На следующий день приободрился. Ведь половину срока я уже просидел! Мышцы рвались на волю, отдохнувшие и переполненные энергией. Так хотелось вытянуться лежа во весь рост, хорошенько потянуться или просто встать прямо, не сгибая спину и шею. Я посмотрел в окошко, впереди через стекло виднелась белая стена. Хоть бы кто гулял что ли. Совсем скучно тут сидеть!

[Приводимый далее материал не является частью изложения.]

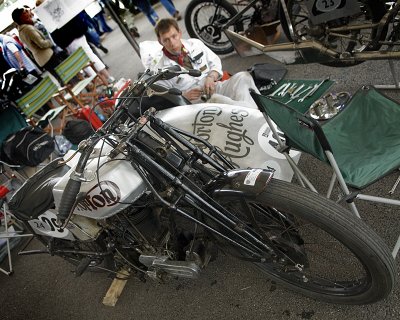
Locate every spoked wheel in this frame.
[185,0,243,54]
[281,0,387,67]
[214,179,396,304]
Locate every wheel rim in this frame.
[219,199,371,296]
[288,0,375,53]
[190,2,234,50]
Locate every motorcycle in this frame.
[8,67,396,304]
[185,0,400,67]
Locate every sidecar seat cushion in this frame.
[8,158,69,221]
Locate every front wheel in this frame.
[185,0,243,54]
[281,0,388,67]
[217,179,396,304]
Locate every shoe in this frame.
[129,27,140,38]
[173,10,182,21]
[99,45,108,54]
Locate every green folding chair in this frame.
[16,76,67,132]
[252,87,400,257]
[54,48,107,112]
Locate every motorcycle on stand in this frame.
[185,0,400,67]
[9,67,396,304]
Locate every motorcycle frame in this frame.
[99,109,274,262]
[222,0,400,63]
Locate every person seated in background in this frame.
[154,19,259,109]
[11,8,62,83]
[36,0,115,83]
[0,34,41,78]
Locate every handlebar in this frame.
[58,65,201,227]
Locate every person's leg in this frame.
[216,71,259,109]
[94,11,112,32]
[67,36,113,83]
[43,53,64,86]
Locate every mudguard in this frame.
[209,169,274,197]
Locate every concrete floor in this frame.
[0,0,400,320]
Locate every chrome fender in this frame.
[209,169,274,197]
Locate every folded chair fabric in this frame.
[253,87,400,189]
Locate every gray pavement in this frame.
[0,0,400,320]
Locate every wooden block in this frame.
[103,269,129,307]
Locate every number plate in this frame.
[306,0,360,24]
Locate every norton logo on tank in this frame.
[193,106,254,168]
[158,103,300,181]
[76,181,121,211]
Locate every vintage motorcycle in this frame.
[9,67,396,304]
[185,0,400,67]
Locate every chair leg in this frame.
[325,151,360,218]
[392,236,400,259]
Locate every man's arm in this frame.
[6,42,25,69]
[26,27,53,49]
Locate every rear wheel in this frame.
[185,0,243,54]
[281,0,387,67]
[214,179,396,304]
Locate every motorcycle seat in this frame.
[8,158,70,221]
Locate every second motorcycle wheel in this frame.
[185,0,243,54]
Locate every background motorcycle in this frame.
[9,68,396,304]
[185,0,400,67]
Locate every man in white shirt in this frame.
[155,19,259,109]
[0,34,41,75]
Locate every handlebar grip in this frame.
[189,69,201,77]
[58,178,82,221]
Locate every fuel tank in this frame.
[53,141,146,220]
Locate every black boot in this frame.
[98,45,108,53]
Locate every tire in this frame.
[185,0,243,54]
[217,179,396,304]
[280,0,388,67]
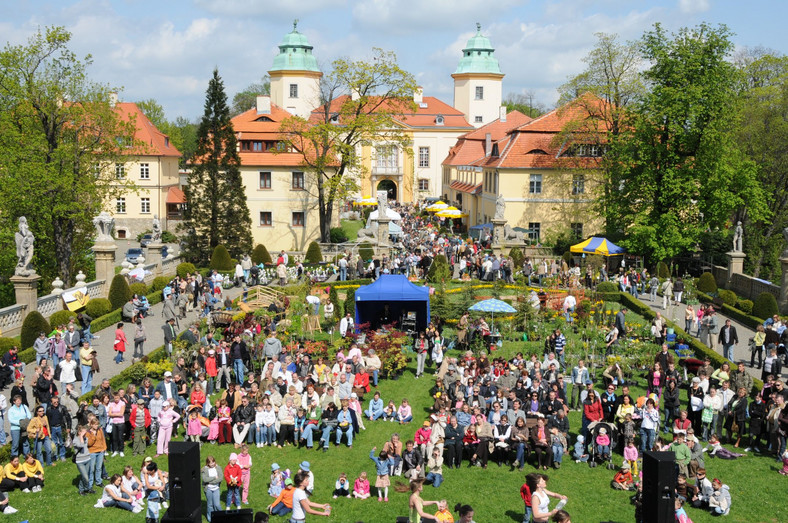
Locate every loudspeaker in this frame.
[643,451,676,523]
[211,508,254,523]
[162,441,202,523]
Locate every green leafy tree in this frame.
[602,24,765,260]
[0,27,135,285]
[184,70,252,263]
[282,49,417,242]
[108,274,131,310]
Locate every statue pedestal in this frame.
[9,273,41,321]
[92,242,118,296]
[490,218,506,249]
[778,256,788,314]
[375,217,391,247]
[725,251,747,282]
[145,243,164,276]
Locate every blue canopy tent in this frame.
[356,274,430,331]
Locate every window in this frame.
[528,174,542,194]
[419,147,430,167]
[260,172,271,189]
[528,222,542,242]
[292,171,304,191]
[572,174,586,194]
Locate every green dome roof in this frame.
[454,24,502,74]
[271,20,320,73]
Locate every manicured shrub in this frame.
[252,243,272,265]
[304,242,323,263]
[107,274,131,309]
[657,262,670,280]
[19,311,49,349]
[47,312,76,334]
[85,298,112,319]
[718,289,739,307]
[698,272,717,294]
[736,300,753,314]
[175,262,197,278]
[752,292,779,319]
[129,282,148,296]
[209,245,234,271]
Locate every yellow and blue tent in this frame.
[569,236,626,256]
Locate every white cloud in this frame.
[679,0,711,15]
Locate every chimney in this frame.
[257,96,271,114]
[413,86,424,104]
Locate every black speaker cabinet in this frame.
[643,451,676,523]
[162,441,202,523]
[211,508,254,523]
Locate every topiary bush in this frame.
[736,300,753,314]
[19,311,49,349]
[85,298,112,319]
[509,247,525,272]
[717,289,739,307]
[107,274,131,310]
[252,243,273,265]
[47,312,75,334]
[427,254,451,283]
[752,292,780,319]
[175,262,197,278]
[328,227,348,243]
[150,276,170,292]
[358,242,375,261]
[129,282,148,296]
[304,242,323,263]
[698,272,717,294]
[209,245,234,271]
[657,262,670,280]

Осталось трое суток. Скорее бы вечер. Тело ныло. Эта тишина давит на голову! Я стал жить от завтрака до обеда, от обеда до ужина. Мечтал о шуме, чтобы поскорее щелкнуло окошко и рука седобородого солдата протолкнула поднос в камеру.

Я боялся обделаться, когда начну сходить с ума, меня же вытащат в таком виде, буду вонять. Все начнут смеяться и кричать «вонючий уродливый малек». Вырасту в звании. Самому стало смешно.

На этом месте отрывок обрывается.